KABUL -- Recent attacks by the "Islamic State of Iraq and Syria"'s Khorasan branch (ISIS-K) amid the prevailing political and economic uncertainty in Afghanistan have raised concerns that the group is expanding its recruitment campaign in the country and poses a serious threat to the region.
Almost 400 civilians have been killed in attacks mostly carried out by ISIS since last August, according to a recent United Nations report.
"ISIS has now become a real threat to Afghanistan more than ever," said Abdul Basir Salangi, former governor of Parwan and Farah provinces and a military analyst based in Turkey.
"If the neighbouring regional countries and beyond continue to support ISIS, the group will ultimately pose a greater risk and it will become very difficult to defeat it," he said.
In addition to establishing a prominent presence and to killing Shia in Afghanistan, Salangi said, ISIS plans to launch attacks in Central Asian countries as well as in other countries in the region.
Increasing ISIS recruitment
ISIS-K on April 2 posted a video on social media showing small groups of militants in unidentified locations in Afghanistan pledging allegiance to the new global leader of the group, Abu Hasan al-Hashemi al-Qurashi.
Al-Qurashi was named the new ISIS leader just over a month after his immediate predecessor, Abu Ibrahim al-Qurashi, blew himself up, along with his family members, during a US raid in Syria.
The new leader is reportedly the older brother of ISIS founder Abu Bakr al-Baghdadi, who also died by suicide bombing, along with two children, during a US raid in Syria in 2019.
"Several foreign terrorist groups... have now joined ISIS," Salangi said. "ISIS has expanded its recruitment, and the group's Khorasan branch exists in a number of provinces including Kunar, Nangarhar and some parts in northern Afghanistan."
"If ISIS increases its recruitment, Afghanistan's security will be at a greater risk and the group's Khorasan branch will become even stronger in the country," he said.
"ISIS has accelerated its recruitment" over the past several months, said Kabul-based political analyst Fahim Chakari.
It has carried out "a number of terrorist attacks including the attacks on the Kabul airport and two mosques in Kunduz and Kandahar where dozens of civilians have been killed or injured", he said.
"The group's recent deadly attack in Herat is yet another example of ISIS's expanded network of capability in Afghanistan."
"Unfortunately, rising unemployment and poverty have paved the ground for the recruitment of ISIS forces in Afghanistan," Chakari said. "If the situation continues, we will soon witness significant destructive activities and ISIS will make Afghanistan as its permanent base."
"The current situation has made the ground more conducive for ISIS recruitment," said Noor Rahman, 34, a native of Panjshir province now residing in Kabul.
Poverty, unemployment and the country's political instability are key drivers pushing Afghans to join ISIS, he said.

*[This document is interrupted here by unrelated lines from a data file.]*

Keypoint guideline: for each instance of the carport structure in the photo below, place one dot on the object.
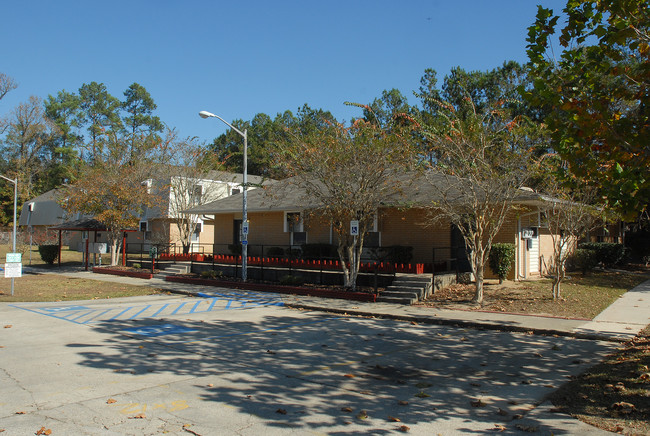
(89, 225)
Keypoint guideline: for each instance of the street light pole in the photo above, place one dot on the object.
(15, 182)
(244, 249)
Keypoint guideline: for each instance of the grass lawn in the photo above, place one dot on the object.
(68, 257)
(582, 297)
(50, 287)
(614, 395)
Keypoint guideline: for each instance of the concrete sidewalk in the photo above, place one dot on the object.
(621, 321)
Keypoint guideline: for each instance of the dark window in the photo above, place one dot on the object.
(372, 239)
(236, 232)
(299, 238)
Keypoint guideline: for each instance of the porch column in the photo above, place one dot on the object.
(59, 248)
(123, 248)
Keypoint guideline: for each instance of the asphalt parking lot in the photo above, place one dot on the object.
(235, 362)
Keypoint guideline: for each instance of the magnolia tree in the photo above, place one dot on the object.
(572, 213)
(346, 171)
(481, 161)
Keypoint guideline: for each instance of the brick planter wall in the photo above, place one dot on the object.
(117, 272)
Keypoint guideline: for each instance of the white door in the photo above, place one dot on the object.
(533, 254)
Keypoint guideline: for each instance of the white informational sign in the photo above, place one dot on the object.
(98, 247)
(13, 270)
(14, 257)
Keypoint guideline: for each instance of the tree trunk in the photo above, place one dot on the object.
(114, 256)
(478, 258)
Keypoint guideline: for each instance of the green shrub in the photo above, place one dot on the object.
(211, 274)
(292, 280)
(607, 253)
(502, 256)
(638, 242)
(583, 260)
(49, 253)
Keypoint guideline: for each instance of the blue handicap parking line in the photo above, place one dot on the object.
(209, 302)
(64, 308)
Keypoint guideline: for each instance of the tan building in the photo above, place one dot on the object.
(284, 217)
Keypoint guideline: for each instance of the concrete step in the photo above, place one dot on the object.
(413, 279)
(396, 300)
(177, 269)
(400, 293)
(419, 292)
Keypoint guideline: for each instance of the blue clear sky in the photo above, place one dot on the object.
(239, 58)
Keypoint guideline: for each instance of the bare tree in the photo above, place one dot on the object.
(572, 213)
(28, 134)
(6, 84)
(190, 183)
(481, 161)
(346, 172)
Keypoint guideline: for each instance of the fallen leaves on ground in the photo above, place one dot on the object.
(478, 403)
(186, 427)
(623, 407)
(527, 428)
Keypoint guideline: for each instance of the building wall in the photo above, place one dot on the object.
(409, 228)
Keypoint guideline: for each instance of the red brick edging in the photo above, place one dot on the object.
(283, 289)
(117, 272)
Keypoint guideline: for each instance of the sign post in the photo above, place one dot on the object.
(354, 231)
(153, 251)
(13, 267)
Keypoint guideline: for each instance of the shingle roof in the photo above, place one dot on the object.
(414, 190)
(47, 211)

Over the past eight months, "dozens of ISIS fighters have either been released or managed to escape from prisons, and this has strengthened the group in Afghanistan", Noor Rahman said.
ISIS-K was "reinvigorated" by the release of numerous ISIS fighters from Afghan prisons in mid-August, Gen. Kenneth "Frank" McKenzie, head of US Central Command, said December 9.
'ISIS is the enemy'
Afghans have never accepted and will never fight under the leadership of a foreign commander, said Salim Paigir, a Kabul-based political analyst.
However, he said, ISIS has been trying to strengthen its forces and could become a serious threat to the future of Afghanistan.
"ISIS is the enemy of our tribes and religion. The group has always targeted civilians and is a great threat to the stability, security and sovereignty of Afghanistan," Paigir said. "Therefore, Afghans should not be deceived by this terrorist group and pledge allegiance to such an enemy."
"ISIS has sympathisers among extremist groups like Salafis... and has financial resources to provide for those who have desperately been coping with poverty and unemployment," said Abdul Shakoor Salangi, a Kabul-based political analyst.
Salangi doubts that ISIS wants to take control of any province; "however, the group aims to become a physical and psychological threat that can be used to destroy Afghanistan".